Standing in front of her daughter’s classroom for an Alcohol and Drug Awareness Day, that’s what Donna wanted to share. Working as a Peer Support Specialist the past three years, Donna has walked alongside many women who are recovering from substance use disorders, serving as an advocate and a mentor. It’s heart-wrenching at times, she admits – sitting in an ER after trauma or crying with a client who has experienced a loss. But then there are joyful moments of celebrating a milestone or witnessing the birth of a healthy baby.
Donna shares these moments with clients because they trust her to see them with dignity and compassion. After all, she’s been there before. Twenty seven years ago, Donna struggled with an addiction to cocaine and alcohol.
Originally from Boston, Donna moved to Milwaukee when she was 10 years old. It was exciting, but also a hard cultural change. She started smoking marijuana in high school, drawn in by friends and viewing it as harmless. Soon, it was normal to drink and to smoke. Her parents noticed a change in her behavior. Donna said she would stay out too late and then once didn’t come home for a week. Concerned, her parents sent her to live with her aunt and uncle. It went well for a while, and then she found the same crowd and returned to the same habits. “I never thought that my drinking was an issue at the time,” Donna said.

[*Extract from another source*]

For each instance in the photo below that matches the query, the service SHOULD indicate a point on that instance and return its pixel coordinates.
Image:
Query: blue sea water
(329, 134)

After moving out at 18, Donna met someone. However, their relationship wasn’t healthy and she continued to drink and smoke and was introduced to cocaine. “Every time I drank, it was to excess,” Donna remembered. A year after her first daughter was born, Donna realized she needed to end the relationship. She left and moved back in with her parents for a few months before moving out once again, this time with her brother. Her smoking and drinking decreased, and she met a musician.
“I was infatuated – but he was an alcoholic and was 14 years older,” Donna said. His drinking was to the point where he wouldn’t come home and Donna clearly saw that he had a problem and needed help. After ending that relationship, she started drinking and using on a regular basis again. She saw it as her time to be free. One of her brothers would watch her daughters and she would go out, sometimes with only $2 in her pocket and then wait for others to buy her drinks. Donna said that she never thought of it as an addiction. In March of 1990, her world shifted. She found out her brother had died.
“From March 15 – June 13, I wasn’t sober a day,” said Donna. “If I wasn’t drinking or using, I was trying to find a way to drink or be high.”
The one day her daughter’s voice pierced through her haze of grief and addiction. “She told me, ‘Mom, you came home to visit,’” said Donna. She was confused – she lived there. Her daughter replied, “You don’t eat here, you don’t sleep here. You don’t live here.” It was then Donna realized that she had a problem and she couldn’t ignore it. She reached out to her dad and older sister who were also in recovery. Relieved that she was coming to them, they drove her to detox. Two weeks later, Donna was connected to Meta House.
Early recovery was hard work. Donna knew that from watching her sister and father work on their recoveries from addiction. But she also knew it was worth it. “Going directly from the hospital to Meta House truly saved my life. I don’t think I could have stayed sober out there on my own. I went all in,” she said.
Donna stayed at Meta House for two months. She liked her counselor and the groups and absorbed everything that she could. When it came time to leave, she was ready. She stayed connected to groups in the community and worked on strengthening her support systems. Donna was cautious when she met her husband as he was also in recovery, but they learned how they could support each other. When she lost both of her parents within a few months of each other, it was tough. “I had thoughts of wanting just one drink,” she said. “I told my husband and my friends. Just to say it, took its power away. I tell women that it’s not about not having those thoughts, but what you do with those thoughts.”
Donna and her husband both openly share their stories of recovery. On a daily basis, she uses her experience to connect and support women who are working to break the cycle of addiction. She also shares her story at events and with her daughters’ teachers. “I’m really passionate about reducing stigma and breaking stigma. 99.9% of the time when I share my story, it’s positive. Everyone relates to a friends or family member they want to help.”
Donna recently made the hard decision to leave Meta House to take care of her grandson full-time. She said it was bittersweet, but she’ll continue to stay engaged and continue fighting the stigma against addiction. In the meantime, she advises women to “be honest with yourself and everyone else.”